The Lucro Presumido Method

Under the lucro presumido regime, taxpayers calculate income tax on a percentage of gross revenues for the entire 12 months of the year (although payments are made quarterly). At the end of the year, no adjustment is made even if actual profits exceed the presumed profit used to calculate the income tax. To be eligible for this method, taxpayers’ annual gross revenues in the preceding year cannot exceed BRL 48 million (approximately $20.4 million).

Final Remarks

There is no standard answer for determining which method is best. Taxpayers are advised to consult with their accountants and tax advisers and to hypothetically structure their payments under each regime to evaluate their opportunities for tax minimization in 2009.
The new restriction on the use of tax credits to pay corporate income tax and monthly CSL obligations under lucro real should also be considered. Significant adverse financial impact to the company might present an opportunity to challenge the restriction in court.
David Roberto R. Soares da Silva

FOOTNOTES

1 Exceptions apply to some sectors where the taxpayer’s business may be subject to a special P.I.S./COFINS regime such as tax substitution, a different rate system, etc.
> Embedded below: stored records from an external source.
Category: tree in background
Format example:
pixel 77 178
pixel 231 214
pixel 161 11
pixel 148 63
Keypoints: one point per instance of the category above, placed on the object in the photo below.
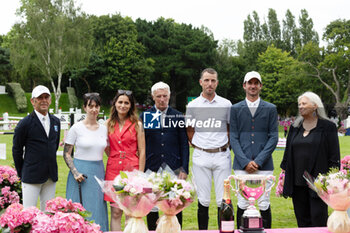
pixel 117 61
pixel 5 65
pixel 290 34
pixel 282 83
pixel 231 71
pixel 331 65
pixel 54 36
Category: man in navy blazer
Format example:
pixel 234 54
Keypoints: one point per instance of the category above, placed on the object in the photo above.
pixel 35 145
pixel 166 140
pixel 253 138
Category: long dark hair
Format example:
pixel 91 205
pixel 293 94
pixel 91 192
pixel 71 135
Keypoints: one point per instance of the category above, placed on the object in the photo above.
pixel 132 113
pixel 89 97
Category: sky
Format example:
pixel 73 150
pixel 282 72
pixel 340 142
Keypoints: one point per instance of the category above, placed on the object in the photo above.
pixel 223 17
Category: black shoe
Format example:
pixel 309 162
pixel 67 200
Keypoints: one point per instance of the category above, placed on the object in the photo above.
pixel 179 218
pixel 203 217
pixel 152 218
pixel 239 217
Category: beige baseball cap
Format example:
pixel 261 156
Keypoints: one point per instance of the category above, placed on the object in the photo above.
pixel 250 75
pixel 39 90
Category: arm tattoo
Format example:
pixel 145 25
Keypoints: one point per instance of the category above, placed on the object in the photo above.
pixel 68 159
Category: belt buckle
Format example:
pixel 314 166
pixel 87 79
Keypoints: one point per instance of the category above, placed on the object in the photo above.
pixel 122 154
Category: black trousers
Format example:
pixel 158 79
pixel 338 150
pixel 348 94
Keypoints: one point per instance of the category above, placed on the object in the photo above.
pixel 309 211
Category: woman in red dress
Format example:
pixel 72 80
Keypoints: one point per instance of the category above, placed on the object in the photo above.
pixel 126 144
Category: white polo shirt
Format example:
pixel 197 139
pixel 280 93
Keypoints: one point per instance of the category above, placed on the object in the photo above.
pixel 210 120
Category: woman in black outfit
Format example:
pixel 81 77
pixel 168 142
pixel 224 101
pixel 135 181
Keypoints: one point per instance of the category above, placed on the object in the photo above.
pixel 312 146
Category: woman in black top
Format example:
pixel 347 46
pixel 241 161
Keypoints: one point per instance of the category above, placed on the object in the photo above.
pixel 312 146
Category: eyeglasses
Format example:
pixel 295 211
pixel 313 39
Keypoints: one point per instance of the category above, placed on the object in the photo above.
pixel 124 92
pixel 87 95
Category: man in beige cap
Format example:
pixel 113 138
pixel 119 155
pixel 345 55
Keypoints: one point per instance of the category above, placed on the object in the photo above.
pixel 35 145
pixel 253 138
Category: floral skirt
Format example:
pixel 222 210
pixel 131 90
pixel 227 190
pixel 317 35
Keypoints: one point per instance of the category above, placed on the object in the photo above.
pixel 92 196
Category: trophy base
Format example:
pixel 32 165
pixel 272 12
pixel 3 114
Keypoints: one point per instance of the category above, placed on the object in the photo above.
pixel 251 231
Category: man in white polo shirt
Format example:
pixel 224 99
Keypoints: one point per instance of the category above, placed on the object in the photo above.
pixel 207 129
pixel 39 134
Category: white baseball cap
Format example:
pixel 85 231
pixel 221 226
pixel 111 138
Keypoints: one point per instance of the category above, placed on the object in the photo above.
pixel 252 74
pixel 39 90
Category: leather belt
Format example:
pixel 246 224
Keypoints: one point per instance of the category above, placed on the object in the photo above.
pixel 220 149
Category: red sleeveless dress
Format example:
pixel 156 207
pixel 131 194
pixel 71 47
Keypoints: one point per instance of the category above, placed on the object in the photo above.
pixel 123 152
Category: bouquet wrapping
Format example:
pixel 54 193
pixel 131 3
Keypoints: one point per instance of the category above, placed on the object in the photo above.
pixel 10 186
pixel 334 189
pixel 62 216
pixel 177 195
pixel 133 193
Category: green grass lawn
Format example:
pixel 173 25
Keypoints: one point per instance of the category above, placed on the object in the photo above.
pixel 7 104
pixel 282 209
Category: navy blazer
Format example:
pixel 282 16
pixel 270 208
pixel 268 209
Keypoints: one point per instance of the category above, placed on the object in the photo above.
pixel 167 145
pixel 326 154
pixel 39 160
pixel 253 138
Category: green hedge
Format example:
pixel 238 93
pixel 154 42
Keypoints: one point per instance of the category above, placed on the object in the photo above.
pixel 18 94
pixel 73 100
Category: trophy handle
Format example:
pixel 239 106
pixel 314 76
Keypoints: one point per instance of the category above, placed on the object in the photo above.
pixel 270 177
pixel 233 177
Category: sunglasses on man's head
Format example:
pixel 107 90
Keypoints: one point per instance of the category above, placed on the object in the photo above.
pixel 91 94
pixel 124 92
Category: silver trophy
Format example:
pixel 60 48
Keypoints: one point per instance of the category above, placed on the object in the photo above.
pixel 252 187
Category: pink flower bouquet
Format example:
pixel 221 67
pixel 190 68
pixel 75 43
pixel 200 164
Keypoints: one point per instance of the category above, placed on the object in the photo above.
pixel 62 216
pixel 345 163
pixel 178 194
pixel 334 189
pixel 133 193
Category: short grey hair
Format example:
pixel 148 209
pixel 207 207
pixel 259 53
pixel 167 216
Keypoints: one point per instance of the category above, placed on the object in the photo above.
pixel 315 99
pixel 160 86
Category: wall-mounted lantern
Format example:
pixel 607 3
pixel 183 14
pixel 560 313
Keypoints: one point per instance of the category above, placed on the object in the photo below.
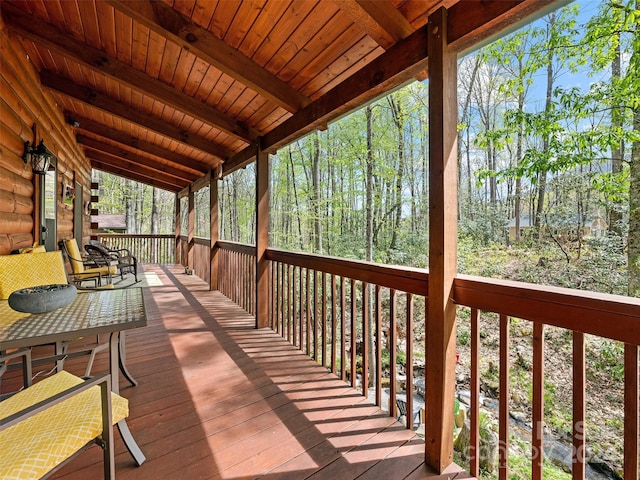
pixel 39 157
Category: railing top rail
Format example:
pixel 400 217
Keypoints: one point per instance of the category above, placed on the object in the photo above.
pixel 237 247
pixel 134 235
pixel 406 279
pixel 611 316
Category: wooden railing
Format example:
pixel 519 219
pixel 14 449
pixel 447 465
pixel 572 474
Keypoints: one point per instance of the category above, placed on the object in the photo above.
pixel 348 314
pixel 237 273
pixel 146 248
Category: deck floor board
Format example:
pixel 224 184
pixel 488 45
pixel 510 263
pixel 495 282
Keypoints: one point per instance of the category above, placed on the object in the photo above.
pixel 218 399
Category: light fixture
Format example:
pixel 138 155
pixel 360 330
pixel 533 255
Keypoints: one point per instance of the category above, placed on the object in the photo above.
pixel 39 157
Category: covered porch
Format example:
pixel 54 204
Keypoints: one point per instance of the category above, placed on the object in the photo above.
pixel 218 398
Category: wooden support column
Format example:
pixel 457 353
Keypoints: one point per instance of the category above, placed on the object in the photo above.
pixel 177 250
pixel 441 313
pixel 262 239
pixel 213 231
pixel 191 229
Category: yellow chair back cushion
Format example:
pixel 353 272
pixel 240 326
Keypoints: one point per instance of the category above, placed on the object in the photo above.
pixel 38 444
pixel 23 271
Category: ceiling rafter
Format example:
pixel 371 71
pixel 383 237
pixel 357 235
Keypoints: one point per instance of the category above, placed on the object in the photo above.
pixel 380 20
pixel 55 40
pixel 188 164
pixel 171 24
pixel 136 176
pixel 398 65
pixel 135 167
pixel 125 154
pixel 113 107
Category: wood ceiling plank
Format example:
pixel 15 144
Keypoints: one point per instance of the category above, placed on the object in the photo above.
pixel 118 136
pixel 125 154
pixel 243 22
pixel 52 38
pixel 393 68
pixel 89 19
pixel 134 167
pixel 121 172
pixel 472 23
pixel 91 97
pixel 262 29
pixel 380 20
pixel 179 29
pixel 309 24
pixel 221 21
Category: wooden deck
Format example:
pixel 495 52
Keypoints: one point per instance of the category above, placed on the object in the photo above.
pixel 219 399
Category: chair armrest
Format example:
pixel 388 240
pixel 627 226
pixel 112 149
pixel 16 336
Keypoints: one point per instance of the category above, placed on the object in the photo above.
pixel 103 380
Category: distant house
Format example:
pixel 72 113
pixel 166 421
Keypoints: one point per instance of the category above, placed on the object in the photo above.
pixel 109 223
pixel 594 226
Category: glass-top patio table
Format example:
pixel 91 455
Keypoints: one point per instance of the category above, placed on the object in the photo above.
pixel 91 313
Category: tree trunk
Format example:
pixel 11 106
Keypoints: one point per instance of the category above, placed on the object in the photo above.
pixel 542 183
pixel 617 153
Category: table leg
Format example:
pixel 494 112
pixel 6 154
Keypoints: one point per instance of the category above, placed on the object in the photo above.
pixel 123 359
pixel 125 433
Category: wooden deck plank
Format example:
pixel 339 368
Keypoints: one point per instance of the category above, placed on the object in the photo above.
pixel 219 399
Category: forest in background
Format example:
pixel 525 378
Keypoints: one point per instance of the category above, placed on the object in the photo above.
pixel 548 133
pixel 548 140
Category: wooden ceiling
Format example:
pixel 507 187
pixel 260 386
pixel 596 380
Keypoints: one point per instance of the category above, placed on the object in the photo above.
pixel 163 92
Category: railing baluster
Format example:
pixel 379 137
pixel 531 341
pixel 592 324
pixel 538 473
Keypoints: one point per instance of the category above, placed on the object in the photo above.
pixel 378 301
pixel 579 407
pixel 294 319
pixel 324 319
pixel 503 416
pixel 393 311
pixel 308 319
pixel 409 359
pixel 631 411
pixel 354 333
pixel 537 432
pixel 334 339
pixel 315 315
pixel 474 414
pixel 366 336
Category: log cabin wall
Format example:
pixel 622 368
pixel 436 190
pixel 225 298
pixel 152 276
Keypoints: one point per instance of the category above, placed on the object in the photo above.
pixel 23 103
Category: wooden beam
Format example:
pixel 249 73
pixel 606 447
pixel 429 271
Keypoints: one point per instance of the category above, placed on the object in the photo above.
pixel 380 20
pixel 133 167
pixel 125 154
pixel 390 70
pixel 109 168
pixel 191 228
pixel 46 35
pixel 177 252
pixel 473 24
pixel 214 257
pixel 113 107
pixel 262 239
pixel 171 24
pixel 441 316
pixel 188 164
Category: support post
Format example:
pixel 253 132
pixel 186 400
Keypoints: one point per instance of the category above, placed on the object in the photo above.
pixel 177 252
pixel 441 313
pixel 213 231
pixel 262 239
pixel 191 229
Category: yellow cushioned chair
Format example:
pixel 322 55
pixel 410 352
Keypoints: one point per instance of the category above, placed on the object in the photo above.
pixel 34 443
pixel 82 272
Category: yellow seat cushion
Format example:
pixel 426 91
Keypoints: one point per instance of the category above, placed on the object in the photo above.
pixel 35 249
pixel 38 444
pixel 23 271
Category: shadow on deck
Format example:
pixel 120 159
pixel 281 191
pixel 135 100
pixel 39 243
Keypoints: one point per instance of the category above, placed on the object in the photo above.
pixel 219 399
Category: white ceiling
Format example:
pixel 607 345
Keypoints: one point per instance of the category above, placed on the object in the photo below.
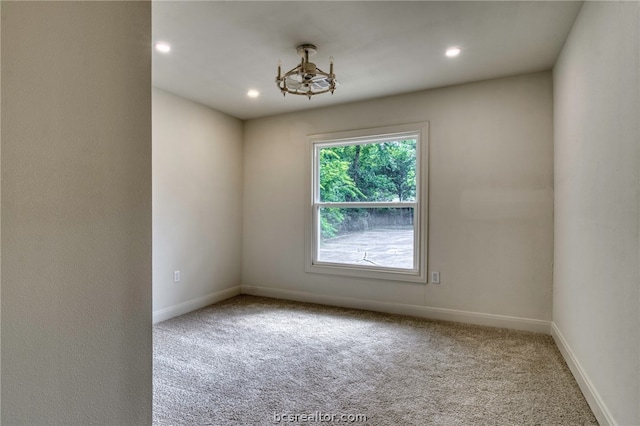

In some special circumstances, a company electing (or required by law to use) lucro real may benefit from the calculation of P.I.S./COFINS under the cumulative regime. Sectors and businesses with different P.I.S./COFINS regimes include financial institutions and equivalent companies, ethanol, telecommunications, news media, passenger transportation, telemarketing, civil construction, software, real estate, and others.
2 This was because of the credit of P.I.S., COFINS, and IPI on inputs, and the lack of such taxes on outputs (exports).